ニッポニカ・ビオラ弾きのブログ

芥川也寸志メモリアル オーケストラ・ニッポニカのビオラ弾きのブログです

山田一雄「指揮中に消えた!?」

 有名な転落事件の顛末について、『一音百態』で山田先生はつぎのように書いてらっしゃいます。N響名古屋公演での出来事でした。
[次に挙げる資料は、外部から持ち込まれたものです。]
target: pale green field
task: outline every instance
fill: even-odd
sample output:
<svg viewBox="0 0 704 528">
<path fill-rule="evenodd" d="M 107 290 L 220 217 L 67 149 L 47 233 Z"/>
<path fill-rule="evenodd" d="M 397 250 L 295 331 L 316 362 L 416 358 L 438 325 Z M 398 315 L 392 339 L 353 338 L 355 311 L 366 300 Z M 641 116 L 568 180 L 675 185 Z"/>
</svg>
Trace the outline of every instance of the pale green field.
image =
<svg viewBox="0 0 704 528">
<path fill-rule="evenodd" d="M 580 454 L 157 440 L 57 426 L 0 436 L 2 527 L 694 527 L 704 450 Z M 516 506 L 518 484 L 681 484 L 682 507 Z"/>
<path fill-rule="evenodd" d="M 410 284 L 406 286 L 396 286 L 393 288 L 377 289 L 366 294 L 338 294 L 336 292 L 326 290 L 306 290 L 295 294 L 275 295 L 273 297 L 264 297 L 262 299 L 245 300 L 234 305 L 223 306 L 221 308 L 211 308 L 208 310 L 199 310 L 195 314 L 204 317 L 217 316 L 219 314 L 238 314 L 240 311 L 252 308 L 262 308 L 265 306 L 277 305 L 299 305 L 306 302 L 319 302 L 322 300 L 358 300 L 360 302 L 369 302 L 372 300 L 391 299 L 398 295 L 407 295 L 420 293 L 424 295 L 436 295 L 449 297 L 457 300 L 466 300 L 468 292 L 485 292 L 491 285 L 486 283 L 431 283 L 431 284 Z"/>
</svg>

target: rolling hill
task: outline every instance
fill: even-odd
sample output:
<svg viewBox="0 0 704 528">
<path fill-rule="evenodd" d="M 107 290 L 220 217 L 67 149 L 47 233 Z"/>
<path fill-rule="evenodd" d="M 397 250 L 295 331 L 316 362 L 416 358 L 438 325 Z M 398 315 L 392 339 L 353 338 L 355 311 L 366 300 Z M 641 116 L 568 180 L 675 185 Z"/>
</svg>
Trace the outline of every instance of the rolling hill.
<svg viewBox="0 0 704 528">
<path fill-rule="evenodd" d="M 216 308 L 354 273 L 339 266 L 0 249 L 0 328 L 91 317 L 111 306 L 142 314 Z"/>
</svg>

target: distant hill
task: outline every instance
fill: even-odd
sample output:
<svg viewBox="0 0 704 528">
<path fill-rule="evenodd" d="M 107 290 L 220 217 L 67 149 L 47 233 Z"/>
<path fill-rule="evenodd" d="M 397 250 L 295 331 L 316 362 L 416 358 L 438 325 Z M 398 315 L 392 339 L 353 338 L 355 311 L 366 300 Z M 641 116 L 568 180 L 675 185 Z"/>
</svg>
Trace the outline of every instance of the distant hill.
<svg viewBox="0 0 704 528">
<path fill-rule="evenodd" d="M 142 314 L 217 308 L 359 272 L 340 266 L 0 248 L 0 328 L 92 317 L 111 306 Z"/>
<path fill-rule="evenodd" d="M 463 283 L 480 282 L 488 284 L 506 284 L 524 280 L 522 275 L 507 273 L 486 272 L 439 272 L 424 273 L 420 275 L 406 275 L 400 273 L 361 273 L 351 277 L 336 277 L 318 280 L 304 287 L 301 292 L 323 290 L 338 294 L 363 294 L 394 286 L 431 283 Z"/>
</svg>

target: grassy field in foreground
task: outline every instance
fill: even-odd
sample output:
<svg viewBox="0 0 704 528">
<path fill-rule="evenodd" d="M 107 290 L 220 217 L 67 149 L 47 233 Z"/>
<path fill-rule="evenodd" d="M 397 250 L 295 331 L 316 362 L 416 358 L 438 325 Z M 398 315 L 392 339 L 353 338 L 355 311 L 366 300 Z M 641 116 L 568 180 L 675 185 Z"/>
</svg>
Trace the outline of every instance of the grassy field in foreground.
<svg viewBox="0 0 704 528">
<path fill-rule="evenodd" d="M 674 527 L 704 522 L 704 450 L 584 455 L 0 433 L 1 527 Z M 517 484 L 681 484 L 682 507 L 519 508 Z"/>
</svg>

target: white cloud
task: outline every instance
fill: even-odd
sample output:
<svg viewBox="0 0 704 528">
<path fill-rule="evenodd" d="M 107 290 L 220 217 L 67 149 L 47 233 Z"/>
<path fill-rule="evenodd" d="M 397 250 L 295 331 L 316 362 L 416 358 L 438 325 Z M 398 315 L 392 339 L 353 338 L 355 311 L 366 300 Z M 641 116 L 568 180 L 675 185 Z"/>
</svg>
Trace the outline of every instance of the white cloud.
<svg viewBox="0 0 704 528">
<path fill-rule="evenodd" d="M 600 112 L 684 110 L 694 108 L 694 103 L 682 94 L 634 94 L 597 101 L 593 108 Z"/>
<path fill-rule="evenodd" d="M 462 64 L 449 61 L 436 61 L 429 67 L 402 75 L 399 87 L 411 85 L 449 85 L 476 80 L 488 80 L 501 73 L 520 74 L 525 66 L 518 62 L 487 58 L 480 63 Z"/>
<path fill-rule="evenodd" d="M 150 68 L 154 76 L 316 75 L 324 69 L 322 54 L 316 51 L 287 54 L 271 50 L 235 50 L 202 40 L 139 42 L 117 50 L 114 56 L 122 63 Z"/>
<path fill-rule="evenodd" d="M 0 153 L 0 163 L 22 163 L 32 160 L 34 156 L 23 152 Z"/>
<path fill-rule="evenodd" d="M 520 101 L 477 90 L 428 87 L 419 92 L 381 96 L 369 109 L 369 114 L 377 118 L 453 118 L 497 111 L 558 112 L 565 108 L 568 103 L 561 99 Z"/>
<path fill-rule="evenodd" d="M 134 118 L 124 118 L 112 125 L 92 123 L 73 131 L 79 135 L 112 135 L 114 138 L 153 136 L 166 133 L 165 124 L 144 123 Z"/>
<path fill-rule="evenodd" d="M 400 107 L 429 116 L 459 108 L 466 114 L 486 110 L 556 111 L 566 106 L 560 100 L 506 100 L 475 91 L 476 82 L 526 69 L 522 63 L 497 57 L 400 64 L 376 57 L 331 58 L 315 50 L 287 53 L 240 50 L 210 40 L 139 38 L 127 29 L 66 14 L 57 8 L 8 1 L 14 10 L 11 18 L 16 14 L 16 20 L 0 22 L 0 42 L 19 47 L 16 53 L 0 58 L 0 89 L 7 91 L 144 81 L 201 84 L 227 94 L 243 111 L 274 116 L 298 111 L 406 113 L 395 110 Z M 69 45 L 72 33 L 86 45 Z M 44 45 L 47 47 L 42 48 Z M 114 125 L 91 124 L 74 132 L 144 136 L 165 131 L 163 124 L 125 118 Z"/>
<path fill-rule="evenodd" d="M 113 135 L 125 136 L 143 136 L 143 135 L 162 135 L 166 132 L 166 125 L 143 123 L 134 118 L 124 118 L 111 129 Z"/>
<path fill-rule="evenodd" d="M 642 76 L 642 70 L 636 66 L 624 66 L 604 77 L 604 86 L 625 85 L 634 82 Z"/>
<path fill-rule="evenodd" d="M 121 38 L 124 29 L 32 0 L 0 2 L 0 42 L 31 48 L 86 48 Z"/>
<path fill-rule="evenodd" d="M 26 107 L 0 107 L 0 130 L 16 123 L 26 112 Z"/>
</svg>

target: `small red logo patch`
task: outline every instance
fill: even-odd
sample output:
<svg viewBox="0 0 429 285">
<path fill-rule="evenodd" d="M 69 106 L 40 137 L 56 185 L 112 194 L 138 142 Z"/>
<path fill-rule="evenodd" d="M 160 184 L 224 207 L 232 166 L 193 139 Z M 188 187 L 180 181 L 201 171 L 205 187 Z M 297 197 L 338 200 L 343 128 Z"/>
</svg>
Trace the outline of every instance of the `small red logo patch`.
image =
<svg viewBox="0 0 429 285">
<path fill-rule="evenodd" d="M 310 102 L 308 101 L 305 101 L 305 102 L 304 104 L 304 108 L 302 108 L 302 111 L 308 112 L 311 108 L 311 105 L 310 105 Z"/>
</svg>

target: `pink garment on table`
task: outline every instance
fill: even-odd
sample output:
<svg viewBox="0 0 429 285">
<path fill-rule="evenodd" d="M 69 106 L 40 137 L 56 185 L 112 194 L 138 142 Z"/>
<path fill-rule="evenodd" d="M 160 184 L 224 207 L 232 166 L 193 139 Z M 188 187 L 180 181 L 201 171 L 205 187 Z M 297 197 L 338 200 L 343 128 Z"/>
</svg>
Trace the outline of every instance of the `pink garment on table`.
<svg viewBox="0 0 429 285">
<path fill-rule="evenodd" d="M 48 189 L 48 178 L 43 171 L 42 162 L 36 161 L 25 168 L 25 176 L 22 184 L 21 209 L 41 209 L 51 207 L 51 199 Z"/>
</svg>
 振っていた曲は、ベートーヴェンの『レオノーレ・三番』。曲の、どのあたりを演奏中に落ちたのかは、はっきり覚えていない。何しろハッと気がついたら、わたしは惨めな姿で、客席に横たわっていた。とっさに、
――棒振りなんだから、ここであわてふためいては、指揮者としての沽券にかかわる!?――
 と、気を立て直してすぐに起き上がった。それから、何事もなかったようなそぶりで(とはいえ、二千五百人の聴衆は、確実に気づいていたが)客席の前をゆっくり歩いて、舞台上手のソデから指揮台に戻り、何くわぬ顔で振り続けた。
――N響ほどの力があれば、『レオノーレ』は、少しの間指揮がなくてもやってくれる――
 こう確信していたので、余裕をもって、舞台に戻ることができたのである。
 しかし、この時の楽員たちの心理状態は、実際、パニック寸前だったという。演奏中の楽員は、常にわたしを見ているわけではなくて、棒が視界の中で動いていることを確認しながら演奏している。このため、わたしが落ちた瞬間を気づかなかった人などは、
――指揮者がいない! いったい、どうなっているんだ!?――
 と、キツネに化かされたような思いで、背筋がゾォーっとしたという。指揮者不在の舞台では、だれもかれも、何かに憑かれたような必死の形相で演奏していたそうだ。(p20-21より)

 先日の追悼ヴィデオの冒頭にもこのエピソードは取り上げられていました。